What do you think? Is this a good idea? Will you text your vote today?

10 comments:

  1. Cantor knows that most of the people who will participate in his survey already share his view and the Tea Party's view. Respondents to Cantor's survey will not represent the view of all Americans.

    Fox News and MSNBC could each host a survey on their websites to determine the percentage of their viewers who agree with the opinions expressed by their respective news/opinion shows. Each is likely to find that 80-90% of the respondents agree. However, Fox and MSNBC do not share the same audience and respondents; most of Fox's viewers are conservative and most of MSNBC's viewers are liberal. And neither audience watches both Fox and MSNBC with few exceptions.

    Eric Cantor, as usual, will be generating more misinformation.

    ReplyDelete
  2. Short term debt exceeds our strategic reserves. This is a major predictor of default. We should just wait until that happens, then we can let our creditors decide what to cut. Like Greece.

    ReplyDelete
  3. This is a terrible idea for the reasons you state, Bob. However, I like the idea of text/phone/online voting like American Idol for government elections. If we were only able to do so without being tracked. :(

    What it made me think about though was my expectation of seeing proposed bills prior to Congressional voting on Pres. Obama's website. Of course, I've learned with the few I have seen, that these bills are convoluted non-sensical legal speak. Usually what is posted is a commentary of what Pres.
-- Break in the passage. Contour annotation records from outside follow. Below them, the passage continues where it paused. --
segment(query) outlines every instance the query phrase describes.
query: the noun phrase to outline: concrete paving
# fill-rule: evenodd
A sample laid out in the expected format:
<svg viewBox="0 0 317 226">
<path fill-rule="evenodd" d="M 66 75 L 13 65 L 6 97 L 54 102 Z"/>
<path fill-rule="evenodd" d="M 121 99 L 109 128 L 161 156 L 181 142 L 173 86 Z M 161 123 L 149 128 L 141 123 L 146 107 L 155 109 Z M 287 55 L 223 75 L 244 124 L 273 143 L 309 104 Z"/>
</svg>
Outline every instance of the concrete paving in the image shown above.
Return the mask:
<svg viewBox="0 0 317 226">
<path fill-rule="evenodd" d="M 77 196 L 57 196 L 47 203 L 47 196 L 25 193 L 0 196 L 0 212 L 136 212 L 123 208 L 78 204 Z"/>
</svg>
Obama's view is.

    Is there an unbiased source to help laymen understand the bills going before Congress? If there were, maybe they should take the polls?

    ReplyDelete
  4. Missy,

    The Henry J. Kaiser Family Foundation is a non-profit, non-partisan organization that provides information and analysis of the health care industry and policy affecting the health care industry. http://healthreform.kff.org/

    The Kaiser Family Foundation is not associated with Kaiser Permanente or Kaiser Industries.

    They provided and still provide an analysis of all the health care reform proposals and the final bill.

    ReplyDelete
  5. Joe, I've been following that! It's a great site. Every bill should have such a foundation. :)

    ReplyDelete
  6. If Cantor wanted to make an impact in the deficit, he should really only list three programs:
    - Social Security
    - Medicare/Medicaid
    - National Defense

    ReplyDelete
  7. I am too old to be voting on cuts to Social Security and Medicare Ed.. I may need them in a few years :)

    ReplyDelete
  8. I've seen too many truly talented people get voted off of American Idol in favor of a pretty smile for me to trust a system like this.

    ReplyDelete
  9. I remember the Proxmire Golden Fleece awards. Some programs were probably legitimately bad. However, he also derided some work that lead to Nobel Prizes and great advancements. Likewise Palin made a crack about fruit fly research and Jindahl griped about volcano research: Pretty uninformed opinions. Now, multiply that level of non-comprehension by the US population -- I shudder at the thought.

    Ed G is right: Entitlements and the military are the only budget items where any significant dent can be made. All the rest is spitting into the wind. Cantor is not serious, the GOP is not serious, Democrats aren't serious and the Tea Partiers aren't serious. Touching any of these areas is the kiss of death for politicians and 'populism' is what help feeds it.